Tuesday, December 1, 2009

The journey begins

An account of this journey is contained in the letters that follow and which I wrote during its progress.
My father died in January 1895, and this event entailed the breaking up of our home at Holton Park (an estate in Oxfordshire - the house is now a girl's school - ST-B). My sister Fanny decided to go out to India, on a visit to my brother Cecil in Kashmir. He had been working in the CMS (Church Missionary Society) Missions schools there since the end of 1890. I agreed to go with her, and beside the purpose of bearing her company, I hoped perhaps to find some job in the engineering line. We left London on the P&O liner SS Peninsular on Fri. 8th March, and arrived at Karachi having change to the B.I. boat S.S.Dwarka at Bombay. We proceeded to Lahore, then a journey of 36 hours, and after a day or two to Murree, the hill station 30 miles north of Rawal Pindi. Here we were joined by my brother Albert, then quartered at Mian Mir, and continued our journey (6 days by road and two by river) to Srinegar, Kashmir. We stayed at Holton Cottage with my brother Cecil and family,

and later on, with them at their summer holiday resort at Nil Nág. Otherwise during the next 6 months or so we occupied our time travelling about the Vale of Kashmir and its adjoining valleys, with Albert and on one trip, also with Julian (anothe of the brothers - ST-B), who had come up on leave from Sial Kat.

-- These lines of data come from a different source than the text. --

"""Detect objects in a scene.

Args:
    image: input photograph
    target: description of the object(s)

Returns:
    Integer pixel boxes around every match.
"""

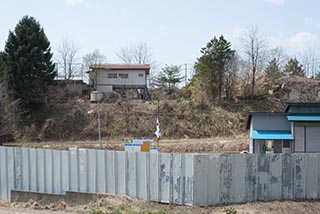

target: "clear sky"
[0,0,320,69]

In August Dr Arthur Neve of the C.M.S. medical mission was intending to start on a journey to Hunza Narga, in the far north of Kashmir, and he asked me to accompany him.
Hunza and Nagar are two small states, the latter very small, consisting only of a few villages, situated in valleys on the South side of the Karakoram Mountains. There were nominally under the suzerainty of the Maharajah of Kashmir. They (Hunza in particular) had been behaving in a very lawless and truculent manner, and in 1892 had been brought to order after a short but hard fought campaign.

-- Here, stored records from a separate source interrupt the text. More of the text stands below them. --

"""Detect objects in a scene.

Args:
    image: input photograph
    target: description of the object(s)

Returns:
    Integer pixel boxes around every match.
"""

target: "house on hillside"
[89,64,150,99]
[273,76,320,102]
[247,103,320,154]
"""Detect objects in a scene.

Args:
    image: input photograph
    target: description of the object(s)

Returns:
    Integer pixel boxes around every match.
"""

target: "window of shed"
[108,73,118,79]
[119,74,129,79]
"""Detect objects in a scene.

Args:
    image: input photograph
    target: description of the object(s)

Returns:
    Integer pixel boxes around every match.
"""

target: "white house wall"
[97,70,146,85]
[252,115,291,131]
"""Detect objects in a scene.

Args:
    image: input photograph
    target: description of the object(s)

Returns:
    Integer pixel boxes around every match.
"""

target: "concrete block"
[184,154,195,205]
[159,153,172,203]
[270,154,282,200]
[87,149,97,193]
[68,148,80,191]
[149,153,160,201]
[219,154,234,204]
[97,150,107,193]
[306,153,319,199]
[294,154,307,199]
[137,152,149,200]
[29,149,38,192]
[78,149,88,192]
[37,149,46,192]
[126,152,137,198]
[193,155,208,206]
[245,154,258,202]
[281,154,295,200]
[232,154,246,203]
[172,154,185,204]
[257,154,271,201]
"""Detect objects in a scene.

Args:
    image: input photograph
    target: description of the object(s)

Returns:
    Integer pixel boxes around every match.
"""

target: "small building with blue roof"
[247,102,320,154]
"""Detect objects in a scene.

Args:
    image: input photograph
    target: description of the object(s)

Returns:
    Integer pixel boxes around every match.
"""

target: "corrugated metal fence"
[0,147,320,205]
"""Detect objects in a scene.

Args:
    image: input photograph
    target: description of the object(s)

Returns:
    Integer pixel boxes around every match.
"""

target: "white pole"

Dr Arthur Neve’s purpose was to employ a few weeks' holiday in making a visit to Hunza and Nagar to see what possibilities there might be of starting mission work in those parts.
The direct route to Hunza Nagar was by the lately made military road to the frontier station at Gilghit (220 miles) and then on (60 miles) to Hunza. Owing, however, to the difficulty of supplies and transport on the road, it was closed to ordinary travellers. Dr Never therefore planned to get there by another - rather round about route, that is five marches up the Gilghit road, three over the Deosan Plains to Scardu (more commonly Skardu) in Baltistan. Then north through Shigar (on the Bhigur, a tributary of the Indus) 7 or 8 marches to the Nushik La (pass) 1700 ft. (In his book Thirty Years in Kashmir, Arthur Neve FRCSE, refers to it as the Nushik Pass). The descent from the pass would bring us out onto the Great Hispar Glacier. Several marches down the glacier, and the valley beyond would bring us to Hunza. This pass had long been disused, though it had been crossed a few years before, by Sir Martin Conway’s Exploring Expedition. Owing, however, to its conditions, as my letters relate, we failed to get beyond the pass, and returned to Srinegar by a roundabout route of 26 marches.